Technically speaking, the chart doesn't offer a lot of reasons to get long either, in my opinion. As one can see above, the 50-day simple moving average is crossing the 200-day simple moving average, to the downside. The chartists will quickly point this out as the "kiss of death," meaning this pattern signals downward momentum, with expectations for Starbucks to decrease in value over the coming weeks and months.
Both moving averages are just above Starbucks' current price, which should also provide a fair amount of resistance, giving more fuel to the bears who are looking to climb on board as well as provide a safe entry point. Another glance at the chart will show that Starbucks was trading in the mid-$30 price range not even a year ago, with its 52-week low at just $35.12. Should Starbucks even come close to that, that's still another potential fall of at least $10 per share, or close to a 20% decline.

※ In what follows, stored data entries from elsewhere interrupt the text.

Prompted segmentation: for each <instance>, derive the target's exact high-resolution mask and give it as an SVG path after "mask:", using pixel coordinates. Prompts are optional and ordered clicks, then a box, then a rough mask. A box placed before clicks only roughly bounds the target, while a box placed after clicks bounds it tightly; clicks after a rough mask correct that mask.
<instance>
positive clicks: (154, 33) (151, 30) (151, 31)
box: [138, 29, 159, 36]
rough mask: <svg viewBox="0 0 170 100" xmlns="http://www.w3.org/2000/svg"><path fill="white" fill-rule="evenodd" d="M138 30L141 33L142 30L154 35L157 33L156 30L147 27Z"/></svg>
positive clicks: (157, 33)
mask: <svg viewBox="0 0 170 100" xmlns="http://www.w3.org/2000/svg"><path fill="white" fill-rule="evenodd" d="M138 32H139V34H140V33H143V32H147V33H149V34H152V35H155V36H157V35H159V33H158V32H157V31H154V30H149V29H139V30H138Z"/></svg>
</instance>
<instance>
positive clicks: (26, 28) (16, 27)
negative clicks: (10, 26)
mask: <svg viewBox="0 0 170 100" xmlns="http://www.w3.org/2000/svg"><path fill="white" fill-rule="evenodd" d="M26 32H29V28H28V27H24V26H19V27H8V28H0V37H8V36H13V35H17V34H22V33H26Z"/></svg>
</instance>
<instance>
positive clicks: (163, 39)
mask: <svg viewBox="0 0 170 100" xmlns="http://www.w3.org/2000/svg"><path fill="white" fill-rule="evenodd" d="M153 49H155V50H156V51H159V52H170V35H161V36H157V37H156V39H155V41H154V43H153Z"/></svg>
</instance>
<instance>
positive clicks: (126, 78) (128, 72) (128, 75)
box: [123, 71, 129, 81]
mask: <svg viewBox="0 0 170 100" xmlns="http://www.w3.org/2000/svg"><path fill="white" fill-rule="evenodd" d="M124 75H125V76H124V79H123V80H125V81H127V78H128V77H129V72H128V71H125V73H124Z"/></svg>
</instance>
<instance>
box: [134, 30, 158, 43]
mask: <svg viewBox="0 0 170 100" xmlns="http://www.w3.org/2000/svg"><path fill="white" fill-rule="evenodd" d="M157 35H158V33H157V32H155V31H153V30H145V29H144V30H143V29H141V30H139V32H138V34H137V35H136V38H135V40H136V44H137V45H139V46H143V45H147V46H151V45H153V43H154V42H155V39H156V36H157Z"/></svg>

Howard Schultz, Starbucks CEO, had this to say after the latest earnings announcement:
I'm pleased to report the record third-quarter results that Starbucks announced today, reflecting 19% EPS growth, 13% revenue growth, 7% U.S. comp growth, and 6% global comp growth. While these numbers reflect a very strong quarter and on their own merit will be viewed positively. The fact is they fell short of our expectations, while unacceptable for me personally, and I can assure you to all of us at Starbucks, the quarter does however demonstrate the strength of Starbucks business and brand around the world and provide insight into the enormity of the global opportunity that lies ahead for all of us.
Herein lies the problem with Starbucks. It depends heavily on global and domestic growth. In America, Starbucks is already well known -- it's a way of life for many. In countries like China, it's new, it's exciting and it's full of growth. The only problem is that China isn't expanding as rapidly as everyone else in the world had hoped, and as Schultz would point out (in the above earnings call transcript), Starbucks only sported 7% growth in the region. Chinese growth recently fell to a three-year low, prompting government officials to create stimulus.
Without global growth, Starbucks' sales will inevitably slump. In a recession or an economic boom, people will still buy diapers, groceries, laundry detergent, and a slew of other things. Heck, they'll still even buy coffee. But they're not as likely to shell out $5 for a cup of java every morning in a recessionary environment. When times are good, a value as high as Starbucks' is acceptable because of the high growth and momentum it will be carrying. But when times are bad, such as now, with U.S. and European fiscal cliffs nearing and global growth grinding to a halt, richly valued "momo" names like Starbucks will get hurt.
There is a chance that the Fed will deliver more QE, kicking the can down the road. Names like Starbucks will likely get a refreshing "hit on the bid" and rally along with the overall market. But even so, the markets are due for a pullback and Starbucks will not be exempt. Fundamentally and technically speaking, I think shares will decline in the coming weeks and months.
It's not that I don't like Starbucks. I like its coffee and the company. I just don't think the share price is at a fair enough value to purchase right now, especially with its recent weak action and market underperformance. It's a great company with plenty of growth, but the world needs to be growing as well for Starbucks to succeed. I am not bearish enough to short the name just yet, though I am looking at using longer-dated put options to do so. Furthermore, I will be a buyer at or below $40.